I just noticed the post from JanV from another thread. I appreciate the kind words.
To paraphrase my main point, I never liked anthropologist use of the term human in describing ancient hominids. I find it presumptuous to assume something like a Homo habilis or even some Homo erectus were human just because it is in the genus Homo. It becomes an almost meaningless subjective term when "human" is used like that. All hominids including us should be thought of as 100% ape and some unknown amount of human. Human is what we are now. As you get more distantly related or farther back in time you are logically going to be less like us by some unknown amount. "Human" is too poorly defined to know what it really means. How fast something can evolve is dependent on selection pressures so nobody really knows how fast we changed or how human any ancient hominid was. No ancient hominid lineage could be completely excluded as possible ancestors of bigfoot because change could theoretically happen very quickly. Even a few hundred thousand years isn't out of the question.

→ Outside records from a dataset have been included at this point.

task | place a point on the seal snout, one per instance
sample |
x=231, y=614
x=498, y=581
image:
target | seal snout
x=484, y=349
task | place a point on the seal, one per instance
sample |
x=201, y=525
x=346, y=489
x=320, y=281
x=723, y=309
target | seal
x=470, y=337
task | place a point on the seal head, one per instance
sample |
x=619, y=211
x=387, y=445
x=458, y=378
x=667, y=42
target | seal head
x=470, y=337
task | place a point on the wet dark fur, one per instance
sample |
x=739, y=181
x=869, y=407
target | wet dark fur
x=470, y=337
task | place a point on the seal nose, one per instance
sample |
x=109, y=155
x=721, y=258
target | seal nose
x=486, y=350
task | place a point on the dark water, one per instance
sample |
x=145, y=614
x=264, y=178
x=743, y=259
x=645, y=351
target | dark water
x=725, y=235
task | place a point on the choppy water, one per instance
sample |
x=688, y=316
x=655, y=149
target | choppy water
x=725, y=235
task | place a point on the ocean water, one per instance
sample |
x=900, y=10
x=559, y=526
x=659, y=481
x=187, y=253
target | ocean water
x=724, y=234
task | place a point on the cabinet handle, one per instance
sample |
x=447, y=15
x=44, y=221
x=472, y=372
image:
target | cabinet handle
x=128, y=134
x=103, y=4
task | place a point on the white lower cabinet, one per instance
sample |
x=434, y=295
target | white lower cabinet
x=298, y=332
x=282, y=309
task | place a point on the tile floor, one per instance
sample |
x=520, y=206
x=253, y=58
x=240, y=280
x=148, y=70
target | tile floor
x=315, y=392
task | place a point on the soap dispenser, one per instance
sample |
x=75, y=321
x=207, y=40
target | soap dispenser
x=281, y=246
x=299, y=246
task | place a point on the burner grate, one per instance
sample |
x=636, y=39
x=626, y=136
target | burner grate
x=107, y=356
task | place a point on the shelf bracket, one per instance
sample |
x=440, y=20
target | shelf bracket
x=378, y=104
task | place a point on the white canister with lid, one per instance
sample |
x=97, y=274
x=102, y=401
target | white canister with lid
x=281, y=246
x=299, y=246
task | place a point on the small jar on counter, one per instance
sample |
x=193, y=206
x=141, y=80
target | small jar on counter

Bigfoot is logically most likely some form of hominid much more closely related to us than it is to chimpanzees. That is just my opinion based on all the Asian fossils. That doesn't mean I think it was descended from what I would call human. They are likely descended from a branch of our lineage that became cryptic basically to avoid competing with probably more aggressive and more technologically advanced hominids. Some of that cryptic lineage also may have become cold adapted which often includes getting larger. That would explain how they might have better night vision if they were forced to come out at night to avoid other hominids.
Homo heidelbergensis seems a good candidate but that may be too closely related to us. I think "erectus" is the best candidate but many of the fossils that are called erectus probably shouldn't be. I think some erectus were not necessarily or even logically technological based on enormous teeth and jaws, relative lack of advanced stone tools found and other factors like some with reduced frontal lobes relative to other "erectus". There were apparently multiple species of hominids so tools could have only meant that a technological hominid also lived there.
We seem to have lost a lot of the characteristics that are generally and colloquially considered apelike as we became technological. There is no strong evidence that all lineages of ancient "humans" became increasingly technological together. Our ancestors probably weren't very "human" even a million years ago and if they separated and lived a totally different lifestyle they are logically going to be very different than we are.
The way I look at it is that they are apparently bipedal apes that probably diverged from our lineage about a million to 2 million years ago. Much more recent is possible but more distant is less likely in my opinion for various reasons. I wouldn't presume to call an ancestor even a million years ago a human. That would be close enough though that they probably would share some human traits with us.